My attempt: I know that statement $(i)$ is true because of the Minimum modulus principle. But I am not able to find the explanation of statement $(ii)$. Please help.

Answer 1

For $\vert w\vert \lt M$ the line segment $[0,w]$ does not meet the image of $f\circ \gamma$ -- where $\gamma(t) = \exp\big(2\pi i\cdot t\big)$ for $t\in [0,1]$--, so they have the same winding numbers, i.e. $n\big(f\circ \gamma,w\big)=n\big(f\circ \gamma,0\big)\neq 0$ where the right hand side follows by (i) combined with the Argument Principle. Conclude $w\in f\big(D\big)$ again by the Argument Principle.

Answer 2

(i) is true, as you correctly said. If $f$ had no zero in $D$ then the maximum modulus principle applied to $1/f$ would give a contradiction.

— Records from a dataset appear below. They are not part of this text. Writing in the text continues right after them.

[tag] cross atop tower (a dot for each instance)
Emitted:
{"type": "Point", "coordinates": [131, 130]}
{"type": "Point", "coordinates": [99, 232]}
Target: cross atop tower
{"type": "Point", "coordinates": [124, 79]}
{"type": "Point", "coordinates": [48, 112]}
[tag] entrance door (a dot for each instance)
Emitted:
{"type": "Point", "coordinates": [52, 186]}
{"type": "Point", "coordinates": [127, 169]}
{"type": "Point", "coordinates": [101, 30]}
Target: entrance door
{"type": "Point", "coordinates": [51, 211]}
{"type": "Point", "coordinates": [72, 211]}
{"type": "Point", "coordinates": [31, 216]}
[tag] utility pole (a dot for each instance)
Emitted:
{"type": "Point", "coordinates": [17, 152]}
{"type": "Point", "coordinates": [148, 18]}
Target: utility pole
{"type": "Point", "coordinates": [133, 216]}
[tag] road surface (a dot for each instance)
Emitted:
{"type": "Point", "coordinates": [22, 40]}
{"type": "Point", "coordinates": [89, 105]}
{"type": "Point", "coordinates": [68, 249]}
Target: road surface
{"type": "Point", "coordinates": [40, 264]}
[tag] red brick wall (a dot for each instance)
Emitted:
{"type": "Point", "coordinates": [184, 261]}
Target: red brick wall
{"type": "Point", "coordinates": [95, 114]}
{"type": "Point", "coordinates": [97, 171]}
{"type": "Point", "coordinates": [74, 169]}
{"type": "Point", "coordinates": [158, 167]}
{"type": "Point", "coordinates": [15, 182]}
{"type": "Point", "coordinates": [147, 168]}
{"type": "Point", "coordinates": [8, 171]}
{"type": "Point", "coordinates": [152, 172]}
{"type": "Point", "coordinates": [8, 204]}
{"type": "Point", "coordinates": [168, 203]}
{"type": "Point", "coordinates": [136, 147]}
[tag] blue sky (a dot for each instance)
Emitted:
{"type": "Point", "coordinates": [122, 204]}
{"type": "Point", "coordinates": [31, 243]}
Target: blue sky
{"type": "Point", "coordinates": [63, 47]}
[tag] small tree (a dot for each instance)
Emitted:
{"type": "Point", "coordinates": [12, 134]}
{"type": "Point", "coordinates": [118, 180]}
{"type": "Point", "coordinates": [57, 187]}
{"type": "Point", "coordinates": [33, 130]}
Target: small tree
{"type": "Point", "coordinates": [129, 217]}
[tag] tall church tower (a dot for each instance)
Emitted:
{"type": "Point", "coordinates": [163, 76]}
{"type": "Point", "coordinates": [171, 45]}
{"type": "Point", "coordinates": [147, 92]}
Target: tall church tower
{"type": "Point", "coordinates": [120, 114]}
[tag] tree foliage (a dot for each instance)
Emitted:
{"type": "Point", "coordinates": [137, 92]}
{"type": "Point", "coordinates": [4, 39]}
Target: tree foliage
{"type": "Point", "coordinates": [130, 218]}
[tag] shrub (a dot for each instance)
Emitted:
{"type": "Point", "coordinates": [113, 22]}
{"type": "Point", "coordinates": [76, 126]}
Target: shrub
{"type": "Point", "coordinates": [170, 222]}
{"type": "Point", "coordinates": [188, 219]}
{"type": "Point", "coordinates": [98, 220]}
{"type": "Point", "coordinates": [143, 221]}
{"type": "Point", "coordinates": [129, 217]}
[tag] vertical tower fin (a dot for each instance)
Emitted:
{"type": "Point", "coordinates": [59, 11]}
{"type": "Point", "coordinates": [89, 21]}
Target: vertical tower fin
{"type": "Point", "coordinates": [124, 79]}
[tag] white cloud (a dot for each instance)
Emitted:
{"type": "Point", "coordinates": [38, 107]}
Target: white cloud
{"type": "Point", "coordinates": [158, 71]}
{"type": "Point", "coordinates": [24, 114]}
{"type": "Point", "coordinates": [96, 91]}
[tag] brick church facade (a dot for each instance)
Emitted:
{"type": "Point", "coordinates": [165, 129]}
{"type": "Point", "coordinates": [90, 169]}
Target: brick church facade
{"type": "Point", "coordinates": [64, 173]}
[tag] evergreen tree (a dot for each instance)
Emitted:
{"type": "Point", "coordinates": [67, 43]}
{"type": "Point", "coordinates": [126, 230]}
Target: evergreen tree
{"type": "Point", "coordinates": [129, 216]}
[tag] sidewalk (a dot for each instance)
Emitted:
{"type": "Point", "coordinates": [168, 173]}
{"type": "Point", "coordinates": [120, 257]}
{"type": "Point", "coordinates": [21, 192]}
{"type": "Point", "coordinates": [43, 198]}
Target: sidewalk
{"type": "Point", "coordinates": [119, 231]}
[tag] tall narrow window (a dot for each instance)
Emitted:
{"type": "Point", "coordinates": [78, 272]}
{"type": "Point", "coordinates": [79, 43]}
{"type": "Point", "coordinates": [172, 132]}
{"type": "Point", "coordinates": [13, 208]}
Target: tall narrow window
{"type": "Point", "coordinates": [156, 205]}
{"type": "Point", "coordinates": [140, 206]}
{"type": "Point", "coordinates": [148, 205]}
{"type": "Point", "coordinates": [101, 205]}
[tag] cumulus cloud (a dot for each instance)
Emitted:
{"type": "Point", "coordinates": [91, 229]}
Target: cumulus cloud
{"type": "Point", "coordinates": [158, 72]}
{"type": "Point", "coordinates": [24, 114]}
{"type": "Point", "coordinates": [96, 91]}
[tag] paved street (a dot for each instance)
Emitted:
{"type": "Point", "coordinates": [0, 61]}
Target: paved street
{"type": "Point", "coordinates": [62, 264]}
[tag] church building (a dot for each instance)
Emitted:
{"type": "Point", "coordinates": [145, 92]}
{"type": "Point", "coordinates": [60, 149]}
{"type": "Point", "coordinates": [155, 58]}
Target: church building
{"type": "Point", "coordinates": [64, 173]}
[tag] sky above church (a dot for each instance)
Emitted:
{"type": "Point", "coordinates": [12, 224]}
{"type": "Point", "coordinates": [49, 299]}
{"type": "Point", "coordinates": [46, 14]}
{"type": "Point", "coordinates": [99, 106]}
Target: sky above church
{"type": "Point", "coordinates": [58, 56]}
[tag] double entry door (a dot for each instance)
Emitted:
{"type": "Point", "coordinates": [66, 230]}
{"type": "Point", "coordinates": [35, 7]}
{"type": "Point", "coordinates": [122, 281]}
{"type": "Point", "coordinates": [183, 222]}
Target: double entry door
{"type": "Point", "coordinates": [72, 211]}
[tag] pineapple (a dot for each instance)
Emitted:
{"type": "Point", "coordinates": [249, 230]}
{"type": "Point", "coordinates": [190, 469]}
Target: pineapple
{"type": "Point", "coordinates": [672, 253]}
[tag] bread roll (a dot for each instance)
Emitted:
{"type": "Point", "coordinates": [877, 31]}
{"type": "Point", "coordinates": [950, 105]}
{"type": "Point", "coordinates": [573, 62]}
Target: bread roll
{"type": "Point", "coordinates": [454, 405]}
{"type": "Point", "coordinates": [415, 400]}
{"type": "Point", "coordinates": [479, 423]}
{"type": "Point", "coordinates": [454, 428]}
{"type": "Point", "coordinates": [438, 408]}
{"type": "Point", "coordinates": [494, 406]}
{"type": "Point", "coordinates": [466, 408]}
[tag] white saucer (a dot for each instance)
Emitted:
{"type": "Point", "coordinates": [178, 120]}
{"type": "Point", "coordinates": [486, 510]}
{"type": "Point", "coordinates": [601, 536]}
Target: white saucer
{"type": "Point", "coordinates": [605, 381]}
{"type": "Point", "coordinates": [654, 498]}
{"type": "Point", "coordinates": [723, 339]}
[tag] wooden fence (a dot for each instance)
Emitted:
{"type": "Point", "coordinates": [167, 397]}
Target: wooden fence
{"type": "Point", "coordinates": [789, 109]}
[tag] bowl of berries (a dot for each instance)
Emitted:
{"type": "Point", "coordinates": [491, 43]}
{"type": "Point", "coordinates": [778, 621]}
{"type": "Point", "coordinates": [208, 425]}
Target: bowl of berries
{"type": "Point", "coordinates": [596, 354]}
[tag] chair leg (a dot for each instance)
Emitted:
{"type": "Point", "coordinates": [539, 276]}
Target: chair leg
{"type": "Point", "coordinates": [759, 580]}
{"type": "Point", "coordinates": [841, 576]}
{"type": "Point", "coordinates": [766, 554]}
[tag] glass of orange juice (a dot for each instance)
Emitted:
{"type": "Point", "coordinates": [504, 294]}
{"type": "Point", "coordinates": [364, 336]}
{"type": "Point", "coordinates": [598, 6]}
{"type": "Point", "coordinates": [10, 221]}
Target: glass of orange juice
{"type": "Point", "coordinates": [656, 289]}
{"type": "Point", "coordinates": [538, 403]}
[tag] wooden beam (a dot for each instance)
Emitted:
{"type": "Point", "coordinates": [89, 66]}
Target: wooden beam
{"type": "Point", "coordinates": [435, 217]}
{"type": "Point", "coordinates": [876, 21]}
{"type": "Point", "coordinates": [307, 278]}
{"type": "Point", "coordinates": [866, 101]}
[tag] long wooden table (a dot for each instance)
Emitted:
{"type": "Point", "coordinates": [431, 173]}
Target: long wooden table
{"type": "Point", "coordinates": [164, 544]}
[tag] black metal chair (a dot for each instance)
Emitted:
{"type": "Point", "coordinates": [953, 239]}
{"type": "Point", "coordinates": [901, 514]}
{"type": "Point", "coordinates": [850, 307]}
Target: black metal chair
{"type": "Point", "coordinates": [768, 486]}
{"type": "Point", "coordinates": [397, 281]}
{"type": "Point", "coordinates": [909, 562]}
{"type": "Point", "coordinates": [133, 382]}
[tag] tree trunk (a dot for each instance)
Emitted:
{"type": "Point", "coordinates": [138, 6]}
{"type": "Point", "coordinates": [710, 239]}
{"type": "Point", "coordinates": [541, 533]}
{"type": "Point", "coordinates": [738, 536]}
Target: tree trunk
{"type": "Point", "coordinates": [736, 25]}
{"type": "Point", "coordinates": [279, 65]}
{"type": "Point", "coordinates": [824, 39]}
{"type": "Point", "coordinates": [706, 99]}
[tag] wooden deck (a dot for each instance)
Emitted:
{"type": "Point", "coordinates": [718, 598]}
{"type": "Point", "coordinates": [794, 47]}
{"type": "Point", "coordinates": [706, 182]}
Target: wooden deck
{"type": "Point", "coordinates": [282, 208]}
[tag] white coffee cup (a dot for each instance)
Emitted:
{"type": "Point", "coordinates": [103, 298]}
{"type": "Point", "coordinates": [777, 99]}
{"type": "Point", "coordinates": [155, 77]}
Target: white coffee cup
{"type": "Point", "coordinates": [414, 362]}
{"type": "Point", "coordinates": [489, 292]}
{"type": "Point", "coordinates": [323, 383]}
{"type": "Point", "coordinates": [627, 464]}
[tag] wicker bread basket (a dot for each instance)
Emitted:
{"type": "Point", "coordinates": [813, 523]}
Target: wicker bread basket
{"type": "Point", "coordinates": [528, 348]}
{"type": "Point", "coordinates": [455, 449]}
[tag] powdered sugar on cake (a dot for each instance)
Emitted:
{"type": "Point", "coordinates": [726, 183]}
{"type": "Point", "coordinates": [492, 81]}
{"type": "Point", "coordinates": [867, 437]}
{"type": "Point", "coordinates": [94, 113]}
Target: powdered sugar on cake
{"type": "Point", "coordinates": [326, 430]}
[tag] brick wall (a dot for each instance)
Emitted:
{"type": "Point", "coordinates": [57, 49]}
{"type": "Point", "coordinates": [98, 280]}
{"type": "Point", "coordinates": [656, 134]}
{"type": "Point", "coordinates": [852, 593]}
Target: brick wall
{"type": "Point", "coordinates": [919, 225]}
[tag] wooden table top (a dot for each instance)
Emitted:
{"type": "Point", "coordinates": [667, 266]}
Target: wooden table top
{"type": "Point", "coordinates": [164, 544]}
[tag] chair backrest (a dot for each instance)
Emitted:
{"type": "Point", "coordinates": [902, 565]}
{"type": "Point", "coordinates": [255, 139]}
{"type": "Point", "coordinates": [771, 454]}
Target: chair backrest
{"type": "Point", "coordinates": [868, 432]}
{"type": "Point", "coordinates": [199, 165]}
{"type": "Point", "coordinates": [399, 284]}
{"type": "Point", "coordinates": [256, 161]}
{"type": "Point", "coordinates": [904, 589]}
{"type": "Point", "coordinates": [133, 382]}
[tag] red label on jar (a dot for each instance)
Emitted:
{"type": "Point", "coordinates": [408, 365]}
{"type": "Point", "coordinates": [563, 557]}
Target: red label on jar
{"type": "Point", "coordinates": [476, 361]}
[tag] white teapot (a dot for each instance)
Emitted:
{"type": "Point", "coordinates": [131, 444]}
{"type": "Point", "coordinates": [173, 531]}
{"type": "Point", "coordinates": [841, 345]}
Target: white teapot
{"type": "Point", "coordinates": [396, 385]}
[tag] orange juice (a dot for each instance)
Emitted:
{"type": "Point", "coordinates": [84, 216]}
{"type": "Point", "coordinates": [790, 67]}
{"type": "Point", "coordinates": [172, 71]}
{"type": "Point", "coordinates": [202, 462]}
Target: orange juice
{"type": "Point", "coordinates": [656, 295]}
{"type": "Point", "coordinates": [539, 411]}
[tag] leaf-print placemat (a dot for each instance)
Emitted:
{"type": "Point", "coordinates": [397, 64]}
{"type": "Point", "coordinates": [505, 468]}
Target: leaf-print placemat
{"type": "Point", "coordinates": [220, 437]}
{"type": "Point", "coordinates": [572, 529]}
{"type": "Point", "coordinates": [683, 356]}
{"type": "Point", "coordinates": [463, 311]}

(ii) is true as well, this can be seen as follows:

It follows from the open mapping theorem (and the fact that $D$ is bounded) that $$ \partial f(D) \subseteq f(\partial D) \, , $$ see for example Is it always true that $\partial f(U)=f(\partial U)$ when $f$ is holomorphic?.

It follows that the disk $B_M(0)$ does not contain a boundary point of $f(D)$, and since $0 \in f(D)$, as shown in part (i), the disk $B_M(0)$ is completely contained in $f(D)$.

In other words, $f$ takes every complex value $w$ with $|w| < M$.